Here’s our top tips on how to keep motivated this winter.
If there’s a class at a gym or in your local area that you’ve had your eye on then bite the bullet and sign yourself up. Not only is the class inside (therefore no cold getting into those bones) but it’ll give you a positive boost for both trying something new and for exercising in the first place.
As wellness website Well+Good say: “Bottom line: If you’re going through your workout on autopilot, it’s time for you to try something new”.
If you just can’t face leaving the warmth of your own home then how about trying a gym-free work out from the comfort of your lounge?
It doesn’t just have to be using a workout DVD like it once was, as fitness trainers and sports websites continually post quick workouts online, as well as a whole host on Instagram or full sessions on YouTube for you to follow.
Or if you have some equipment at home, such as weights or even a skipping rope, then do a quick 10 minutes in the morning and evening – it all helps count towards the NHS recommended 150 minutes of aerobic activity per week.
Don’t associate the cold with negative thoughts; instead see it as something positive.
A winter walk whilst you’re wrapped up warm can be good for the body and soul – not only will there be less people around (especially in the parks) but you’ll feel great afterwards. Perhaps try a walk with a treat of a warm drink in a local café or pub at the end to keep you motivated.

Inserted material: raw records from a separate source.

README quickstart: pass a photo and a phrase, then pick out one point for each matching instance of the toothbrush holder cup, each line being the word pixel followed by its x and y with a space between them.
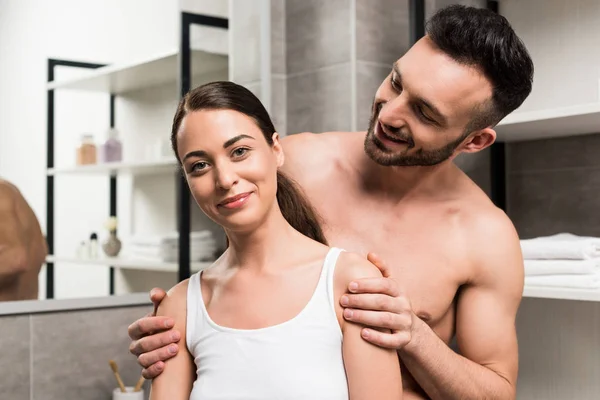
pixel 129 395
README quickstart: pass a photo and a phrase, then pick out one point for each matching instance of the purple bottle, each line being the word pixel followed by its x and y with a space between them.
pixel 112 149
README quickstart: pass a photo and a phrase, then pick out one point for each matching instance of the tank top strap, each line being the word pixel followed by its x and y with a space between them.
pixel 327 278
pixel 193 314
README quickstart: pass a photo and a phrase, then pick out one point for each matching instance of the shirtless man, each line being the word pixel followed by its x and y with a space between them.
pixel 455 266
pixel 22 246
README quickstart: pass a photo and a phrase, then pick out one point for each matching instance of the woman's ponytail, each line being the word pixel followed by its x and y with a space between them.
pixel 297 210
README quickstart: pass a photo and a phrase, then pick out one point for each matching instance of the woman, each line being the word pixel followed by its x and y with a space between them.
pixel 264 321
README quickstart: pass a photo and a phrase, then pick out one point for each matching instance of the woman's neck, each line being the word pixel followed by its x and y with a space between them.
pixel 263 246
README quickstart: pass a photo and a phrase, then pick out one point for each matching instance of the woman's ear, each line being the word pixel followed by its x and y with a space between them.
pixel 278 150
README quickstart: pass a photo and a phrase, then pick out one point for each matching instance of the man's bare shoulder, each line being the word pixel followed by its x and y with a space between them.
pixel 9 194
pixel 310 157
pixel 326 143
pixel 495 247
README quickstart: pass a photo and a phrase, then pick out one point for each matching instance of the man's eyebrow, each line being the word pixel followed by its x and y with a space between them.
pixel 432 108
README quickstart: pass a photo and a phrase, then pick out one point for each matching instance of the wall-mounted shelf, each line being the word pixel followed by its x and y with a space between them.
pixel 128 263
pixel 562 293
pixel 115 168
pixel 180 67
pixel 543 124
pixel 150 72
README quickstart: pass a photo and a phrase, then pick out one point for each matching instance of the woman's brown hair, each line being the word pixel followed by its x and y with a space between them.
pixel 224 95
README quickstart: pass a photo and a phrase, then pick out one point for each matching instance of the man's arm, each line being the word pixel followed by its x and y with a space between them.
pixel 373 372
pixel 13 240
pixel 485 329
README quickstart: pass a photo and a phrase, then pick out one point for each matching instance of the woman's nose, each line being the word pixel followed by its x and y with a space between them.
pixel 226 178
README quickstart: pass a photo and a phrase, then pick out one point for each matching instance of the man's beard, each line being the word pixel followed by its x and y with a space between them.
pixel 378 152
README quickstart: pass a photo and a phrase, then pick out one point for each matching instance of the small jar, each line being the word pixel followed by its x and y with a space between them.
pixel 86 151
pixel 112 149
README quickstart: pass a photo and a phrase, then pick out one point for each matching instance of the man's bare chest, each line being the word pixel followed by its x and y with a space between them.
pixel 420 247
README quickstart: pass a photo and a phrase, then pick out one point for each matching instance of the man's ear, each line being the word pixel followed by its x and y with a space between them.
pixel 479 141
pixel 278 150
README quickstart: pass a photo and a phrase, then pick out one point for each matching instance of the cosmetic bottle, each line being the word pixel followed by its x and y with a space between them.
pixel 86 151
pixel 93 245
pixel 82 250
pixel 112 149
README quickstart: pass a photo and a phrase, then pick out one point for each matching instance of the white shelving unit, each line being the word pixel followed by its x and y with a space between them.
pixel 566 121
pixel 115 168
pixel 561 293
pixel 128 263
pixel 144 73
pixel 183 67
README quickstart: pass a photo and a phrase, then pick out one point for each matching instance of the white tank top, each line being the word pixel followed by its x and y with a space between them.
pixel 297 359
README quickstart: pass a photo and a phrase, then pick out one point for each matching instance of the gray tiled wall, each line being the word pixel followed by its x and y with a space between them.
pixel 554 186
pixel 65 355
pixel 318 55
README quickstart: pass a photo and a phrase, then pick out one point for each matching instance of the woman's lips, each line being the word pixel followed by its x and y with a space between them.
pixel 235 201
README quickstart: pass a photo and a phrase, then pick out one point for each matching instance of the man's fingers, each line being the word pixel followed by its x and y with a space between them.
pixel 156 296
pixel 147 325
pixel 154 342
pixel 375 285
pixel 379 263
pixel 378 319
pixel 371 301
pixel 153 371
pixel 388 340
pixel 146 360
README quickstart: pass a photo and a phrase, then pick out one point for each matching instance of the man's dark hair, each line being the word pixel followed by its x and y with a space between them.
pixel 484 39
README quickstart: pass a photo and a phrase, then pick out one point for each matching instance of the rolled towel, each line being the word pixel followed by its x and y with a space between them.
pixel 563 246
pixel 561 267
pixel 590 281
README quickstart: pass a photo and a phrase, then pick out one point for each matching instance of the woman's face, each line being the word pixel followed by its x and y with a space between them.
pixel 230 168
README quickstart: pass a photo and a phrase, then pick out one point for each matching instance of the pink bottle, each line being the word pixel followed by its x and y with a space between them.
pixel 112 149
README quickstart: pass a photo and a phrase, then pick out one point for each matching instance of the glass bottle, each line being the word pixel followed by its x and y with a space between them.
pixel 86 151
pixel 112 149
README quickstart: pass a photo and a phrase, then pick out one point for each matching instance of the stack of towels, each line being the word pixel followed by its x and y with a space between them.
pixel 165 248
pixel 562 260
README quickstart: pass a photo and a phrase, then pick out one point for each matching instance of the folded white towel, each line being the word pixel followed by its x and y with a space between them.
pixel 590 281
pixel 557 267
pixel 562 246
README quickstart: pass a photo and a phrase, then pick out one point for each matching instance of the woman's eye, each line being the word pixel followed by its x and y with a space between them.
pixel 240 152
pixel 199 166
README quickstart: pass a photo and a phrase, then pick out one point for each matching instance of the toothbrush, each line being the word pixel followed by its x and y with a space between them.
pixel 138 386
pixel 113 366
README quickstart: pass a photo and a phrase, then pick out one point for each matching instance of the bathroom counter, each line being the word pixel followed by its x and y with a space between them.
pixel 54 305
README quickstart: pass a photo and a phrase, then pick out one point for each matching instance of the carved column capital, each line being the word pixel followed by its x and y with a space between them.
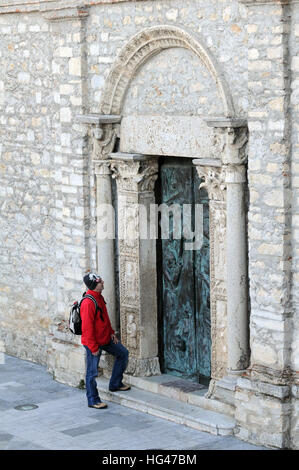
pixel 133 172
pixel 236 146
pixel 212 176
pixel 102 167
pixel 104 129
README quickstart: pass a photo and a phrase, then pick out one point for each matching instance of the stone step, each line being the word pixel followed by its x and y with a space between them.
pixel 174 387
pixel 169 408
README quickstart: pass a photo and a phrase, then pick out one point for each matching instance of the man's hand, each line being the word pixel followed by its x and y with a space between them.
pixel 114 339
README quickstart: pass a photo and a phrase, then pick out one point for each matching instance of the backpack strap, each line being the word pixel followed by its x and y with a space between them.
pixel 88 296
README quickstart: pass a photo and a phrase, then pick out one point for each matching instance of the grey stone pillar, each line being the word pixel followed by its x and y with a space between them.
pixel 106 234
pixel 236 256
pixel 135 176
pixel 234 172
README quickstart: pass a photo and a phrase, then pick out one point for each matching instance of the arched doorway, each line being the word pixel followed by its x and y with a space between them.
pixel 184 274
pixel 133 171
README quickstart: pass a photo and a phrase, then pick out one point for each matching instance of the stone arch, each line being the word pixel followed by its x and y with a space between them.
pixel 140 48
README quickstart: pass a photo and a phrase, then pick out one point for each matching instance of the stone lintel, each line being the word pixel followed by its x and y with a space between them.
pixel 131 157
pixel 98 119
pixel 29 6
pixel 266 2
pixel 207 162
pixel 66 14
pixel 224 122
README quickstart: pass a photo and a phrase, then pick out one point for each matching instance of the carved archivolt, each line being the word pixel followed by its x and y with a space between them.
pixel 140 48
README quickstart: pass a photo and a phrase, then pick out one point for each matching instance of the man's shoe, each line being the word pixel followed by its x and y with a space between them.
pixel 98 406
pixel 122 388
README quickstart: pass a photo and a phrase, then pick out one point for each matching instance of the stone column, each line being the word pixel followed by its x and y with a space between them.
pixel 136 176
pixel 212 179
pixel 236 256
pixel 106 234
pixel 103 130
pixel 233 166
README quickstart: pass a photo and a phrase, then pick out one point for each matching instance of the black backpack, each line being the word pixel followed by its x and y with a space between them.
pixel 75 322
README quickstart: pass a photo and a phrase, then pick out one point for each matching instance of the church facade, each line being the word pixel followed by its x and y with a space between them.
pixel 156 143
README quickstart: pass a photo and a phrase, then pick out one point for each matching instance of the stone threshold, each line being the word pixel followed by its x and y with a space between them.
pixel 160 384
pixel 169 408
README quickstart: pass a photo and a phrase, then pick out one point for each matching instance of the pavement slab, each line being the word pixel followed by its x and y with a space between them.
pixel 64 421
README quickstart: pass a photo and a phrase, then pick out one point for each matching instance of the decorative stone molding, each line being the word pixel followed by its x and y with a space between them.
pixel 67 14
pixel 104 131
pixel 137 173
pixel 135 176
pixel 211 173
pixel 146 44
pixel 212 177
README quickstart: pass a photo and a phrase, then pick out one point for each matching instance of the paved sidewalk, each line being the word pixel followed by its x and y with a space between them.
pixel 62 419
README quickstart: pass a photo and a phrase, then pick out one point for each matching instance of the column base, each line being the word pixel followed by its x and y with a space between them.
pixel 140 367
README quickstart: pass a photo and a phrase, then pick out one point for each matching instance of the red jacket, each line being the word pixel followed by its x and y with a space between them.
pixel 95 331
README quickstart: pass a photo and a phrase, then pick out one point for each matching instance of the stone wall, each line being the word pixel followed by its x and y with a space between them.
pixel 55 60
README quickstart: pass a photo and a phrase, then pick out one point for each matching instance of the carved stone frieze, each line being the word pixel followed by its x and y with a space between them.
pixel 236 146
pixel 213 180
pixel 104 140
pixel 135 176
pixel 140 48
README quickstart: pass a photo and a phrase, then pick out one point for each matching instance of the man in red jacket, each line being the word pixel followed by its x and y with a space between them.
pixel 98 335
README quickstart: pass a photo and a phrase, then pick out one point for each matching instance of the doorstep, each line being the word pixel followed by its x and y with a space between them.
pixel 177 388
pixel 169 408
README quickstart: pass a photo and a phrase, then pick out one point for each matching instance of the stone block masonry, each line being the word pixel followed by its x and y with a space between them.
pixel 55 58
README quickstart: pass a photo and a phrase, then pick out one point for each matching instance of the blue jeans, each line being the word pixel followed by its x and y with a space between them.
pixel 92 362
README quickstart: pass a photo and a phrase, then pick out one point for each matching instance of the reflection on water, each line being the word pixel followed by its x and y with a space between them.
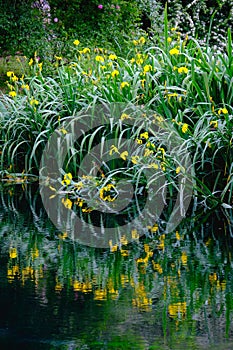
pixel 159 292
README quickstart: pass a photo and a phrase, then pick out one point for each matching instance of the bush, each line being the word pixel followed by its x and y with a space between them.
pixel 182 82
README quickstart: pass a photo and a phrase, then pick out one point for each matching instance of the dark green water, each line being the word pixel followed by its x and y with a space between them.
pixel 159 292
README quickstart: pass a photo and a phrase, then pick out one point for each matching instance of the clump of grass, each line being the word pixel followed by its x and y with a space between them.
pixel 187 85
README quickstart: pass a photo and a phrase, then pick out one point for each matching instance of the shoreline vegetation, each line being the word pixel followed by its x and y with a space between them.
pixel 186 83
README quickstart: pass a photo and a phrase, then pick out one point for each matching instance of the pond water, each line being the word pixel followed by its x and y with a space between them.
pixel 171 291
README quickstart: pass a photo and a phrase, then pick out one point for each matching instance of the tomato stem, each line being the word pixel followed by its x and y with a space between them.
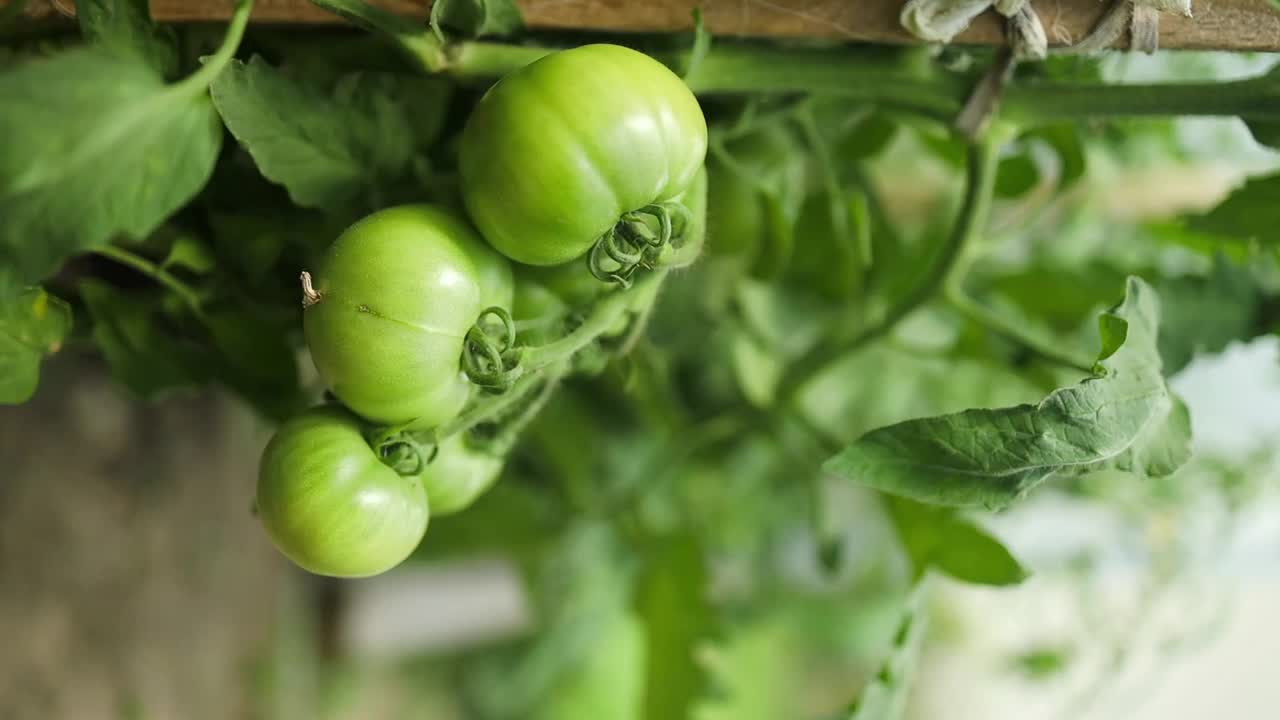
pixel 494 406
pixel 602 319
pixel 155 272
pixel 983 159
pixel 977 313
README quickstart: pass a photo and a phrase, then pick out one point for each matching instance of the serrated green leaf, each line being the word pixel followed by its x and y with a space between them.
pixel 142 356
pixel 1018 174
pixel 32 324
pixel 255 359
pixel 885 696
pixel 474 18
pixel 191 254
pixel 1265 132
pixel 923 384
pixel 992 458
pixel 124 27
pixel 96 145
pixel 327 150
pixel 1205 314
pixel 671 598
pixel 1249 213
pixel 940 538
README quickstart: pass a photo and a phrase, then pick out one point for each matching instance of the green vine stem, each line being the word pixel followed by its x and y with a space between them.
pixel 494 406
pixel 978 313
pixel 983 159
pixel 214 64
pixel 602 318
pixel 155 272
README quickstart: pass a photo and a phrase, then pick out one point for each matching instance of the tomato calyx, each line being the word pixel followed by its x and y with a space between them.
pixel 639 240
pixel 401 451
pixel 309 294
pixel 489 355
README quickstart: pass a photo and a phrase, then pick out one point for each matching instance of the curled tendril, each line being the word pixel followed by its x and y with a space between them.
pixel 489 355
pixel 401 454
pixel 634 242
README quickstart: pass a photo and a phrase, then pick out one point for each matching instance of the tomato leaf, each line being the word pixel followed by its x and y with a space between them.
pixel 671 598
pixel 327 150
pixel 472 18
pixel 868 139
pixel 1203 314
pixel 584 586
pixel 255 359
pixel 942 540
pixel 144 358
pixel 190 254
pixel 32 324
pixel 1123 417
pixel 885 696
pixel 1018 174
pixel 124 27
pixel 1265 132
pixel 96 145
pixel 1249 213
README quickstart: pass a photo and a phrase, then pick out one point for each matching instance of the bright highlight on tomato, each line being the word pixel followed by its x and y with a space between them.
pixel 330 504
pixel 557 151
pixel 397 294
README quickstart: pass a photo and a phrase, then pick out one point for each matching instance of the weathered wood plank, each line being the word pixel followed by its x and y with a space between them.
pixel 1225 24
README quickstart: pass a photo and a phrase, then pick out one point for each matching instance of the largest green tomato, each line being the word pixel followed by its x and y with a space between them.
pixel 330 504
pixel 557 151
pixel 397 294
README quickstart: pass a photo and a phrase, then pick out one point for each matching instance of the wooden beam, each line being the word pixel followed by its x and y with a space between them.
pixel 1219 24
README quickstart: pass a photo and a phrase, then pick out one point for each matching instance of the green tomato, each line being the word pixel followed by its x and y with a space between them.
pixel 329 502
pixel 558 150
pixel 458 474
pixel 397 294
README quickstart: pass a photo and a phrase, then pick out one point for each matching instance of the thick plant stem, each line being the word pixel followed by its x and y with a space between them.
pixel 979 188
pixel 155 272
pixel 497 405
pixel 1000 326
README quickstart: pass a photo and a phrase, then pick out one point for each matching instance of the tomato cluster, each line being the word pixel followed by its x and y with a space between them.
pixel 553 158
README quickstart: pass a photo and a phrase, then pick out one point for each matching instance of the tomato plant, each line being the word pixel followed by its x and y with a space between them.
pixel 332 504
pixel 458 474
pixel 859 304
pixel 391 306
pixel 560 153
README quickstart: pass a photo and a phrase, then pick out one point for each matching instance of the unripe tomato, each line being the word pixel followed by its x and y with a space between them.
pixel 397 294
pixel 329 502
pixel 558 150
pixel 458 474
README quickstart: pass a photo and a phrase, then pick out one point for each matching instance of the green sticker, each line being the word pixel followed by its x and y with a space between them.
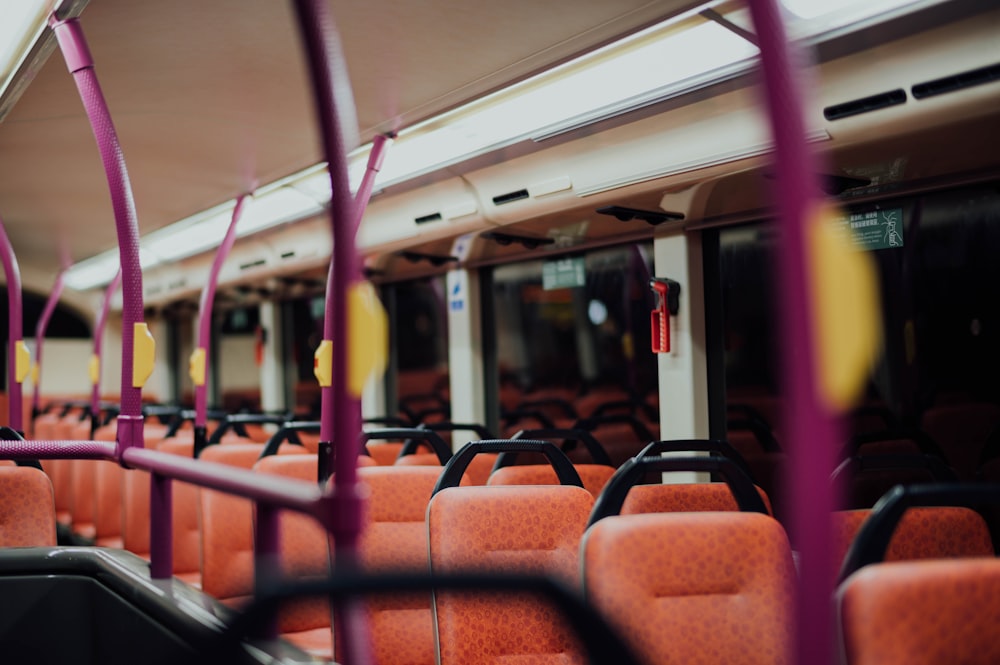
pixel 563 273
pixel 876 229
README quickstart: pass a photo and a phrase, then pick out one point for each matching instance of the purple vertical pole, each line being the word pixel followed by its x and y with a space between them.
pixel 102 322
pixel 15 333
pixel 40 328
pixel 81 66
pixel 810 424
pixel 205 324
pixel 327 69
pixel 375 158
pixel 161 529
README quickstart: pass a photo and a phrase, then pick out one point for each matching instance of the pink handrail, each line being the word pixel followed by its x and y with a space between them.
pixel 81 65
pixel 375 158
pixel 333 97
pixel 205 323
pixel 810 425
pixel 14 389
pixel 43 324
pixel 99 326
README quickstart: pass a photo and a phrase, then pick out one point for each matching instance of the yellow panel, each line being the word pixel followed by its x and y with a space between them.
pixel 323 363
pixel 94 369
pixel 368 334
pixel 196 366
pixel 143 354
pixel 845 310
pixel 22 361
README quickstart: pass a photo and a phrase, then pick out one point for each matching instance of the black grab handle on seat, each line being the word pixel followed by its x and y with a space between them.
pixel 719 446
pixel 287 432
pixel 631 472
pixel 456 466
pixel 872 541
pixel 596 450
pixel 412 437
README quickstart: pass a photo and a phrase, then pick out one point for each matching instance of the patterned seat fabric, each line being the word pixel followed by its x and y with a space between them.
pixel 922 613
pixel 697 587
pixel 527 528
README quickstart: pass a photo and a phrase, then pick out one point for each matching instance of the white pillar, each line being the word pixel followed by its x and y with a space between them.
pixel 465 356
pixel 272 369
pixel 683 375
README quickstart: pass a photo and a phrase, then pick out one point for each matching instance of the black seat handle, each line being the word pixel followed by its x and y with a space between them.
pixel 719 446
pixel 288 432
pixel 453 470
pixel 593 446
pixel 641 431
pixel 872 541
pixel 411 436
pixel 448 426
pixel 631 472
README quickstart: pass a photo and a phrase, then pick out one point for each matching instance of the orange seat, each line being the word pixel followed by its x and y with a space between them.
pixel 922 613
pixel 108 479
pixel 700 588
pixel 594 476
pixel 227 530
pixel 683 498
pixel 304 553
pixel 942 532
pixel 526 528
pixel 27 508
pixel 395 538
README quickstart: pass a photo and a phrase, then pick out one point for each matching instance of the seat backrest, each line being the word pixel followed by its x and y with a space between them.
pixel 227 529
pixel 922 612
pixel 108 480
pixel 703 588
pixel 27 508
pixel 186 507
pixel 525 528
pixel 683 498
pixel 304 549
pixel 395 538
pixel 941 532
pixel 83 472
pixel 594 476
pixel 961 430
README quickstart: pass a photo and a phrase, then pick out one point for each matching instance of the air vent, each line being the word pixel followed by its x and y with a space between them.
pixel 865 104
pixel 428 218
pixel 510 197
pixel 651 217
pixel 956 82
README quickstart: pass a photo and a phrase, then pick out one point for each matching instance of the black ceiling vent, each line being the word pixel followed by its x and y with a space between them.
pixel 510 197
pixel 427 218
pixel 434 259
pixel 865 104
pixel 528 242
pixel 651 217
pixel 955 82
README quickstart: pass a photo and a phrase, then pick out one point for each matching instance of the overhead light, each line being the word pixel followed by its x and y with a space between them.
pixel 22 22
pixel 843 10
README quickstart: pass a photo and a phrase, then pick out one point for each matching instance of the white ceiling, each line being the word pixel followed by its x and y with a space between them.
pixel 209 96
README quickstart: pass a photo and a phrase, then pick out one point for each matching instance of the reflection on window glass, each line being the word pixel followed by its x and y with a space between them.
pixel 420 331
pixel 573 328
pixel 940 285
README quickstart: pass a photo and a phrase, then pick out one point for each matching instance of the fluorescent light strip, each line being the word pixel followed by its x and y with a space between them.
pixel 22 22
pixel 682 54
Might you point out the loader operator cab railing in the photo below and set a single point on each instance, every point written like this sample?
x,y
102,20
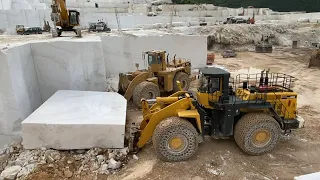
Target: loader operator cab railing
x,y
155,60
74,17
208,84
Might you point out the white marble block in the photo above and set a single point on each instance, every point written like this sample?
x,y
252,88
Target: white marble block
x,y
77,120
19,90
69,65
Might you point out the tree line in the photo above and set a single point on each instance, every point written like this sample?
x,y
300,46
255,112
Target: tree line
x,y
276,5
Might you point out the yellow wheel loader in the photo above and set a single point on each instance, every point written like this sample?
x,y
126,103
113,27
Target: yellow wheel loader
x,y
256,109
159,77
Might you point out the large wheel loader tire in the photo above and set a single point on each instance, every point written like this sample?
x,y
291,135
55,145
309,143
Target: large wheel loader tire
x,y
175,139
257,133
184,80
147,90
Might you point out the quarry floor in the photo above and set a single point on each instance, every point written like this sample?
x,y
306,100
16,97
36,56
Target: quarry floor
x,y
222,159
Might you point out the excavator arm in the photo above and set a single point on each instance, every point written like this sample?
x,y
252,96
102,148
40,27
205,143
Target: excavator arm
x,y
59,7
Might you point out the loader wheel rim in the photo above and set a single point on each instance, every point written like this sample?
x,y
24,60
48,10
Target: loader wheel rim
x,y
183,84
177,143
261,138
149,95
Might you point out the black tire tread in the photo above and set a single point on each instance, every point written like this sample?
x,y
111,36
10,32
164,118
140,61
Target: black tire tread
x,y
164,128
249,121
178,77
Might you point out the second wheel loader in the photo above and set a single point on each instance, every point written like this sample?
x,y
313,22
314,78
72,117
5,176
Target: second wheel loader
x,y
256,109
159,77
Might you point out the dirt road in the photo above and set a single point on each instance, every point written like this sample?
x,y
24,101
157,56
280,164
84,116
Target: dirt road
x,y
222,159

There’s plenty of natural beauty around that is waiting to be explored, the Telegraph highlighted 25 of their best winter walks which might help inspire you.
It’s easy this time of year to overindulge, to buy all the Christmas treats you’re surrounded by at the tills and to eat and drink out with friends. But before you know it you’ve gone through 3 tins of Quality Street, enough mince pies and nuts to feed an army and a mountain of roast potatoes that replicates Ben Nevis.
But with a little planning ahead you can add small amounts of exercise into your day and create healthy, heartier meals that aren’t going to add to the winter bulge. As British Heart Foundation highlight: “A little more to eat coupled with a little less activity can add up to gradual weight gain that, come spring, can be a bigger problem to resolve.”
Don’t feel guilty about over-indulging in all the Christmas treats but instead bulk cook some meals and freeze portions ready for when you get home and don’t have the energy to cook from scratch.
On the days where you know you’re going to be eating more than normal, plan in some winter walking into your weekend or ask if any friends are free to meet up and walk the dogs. Could you perhaps walk to the shop instead of driving – every little bit of exercise helps not only the waistline but your mental wellbeing too.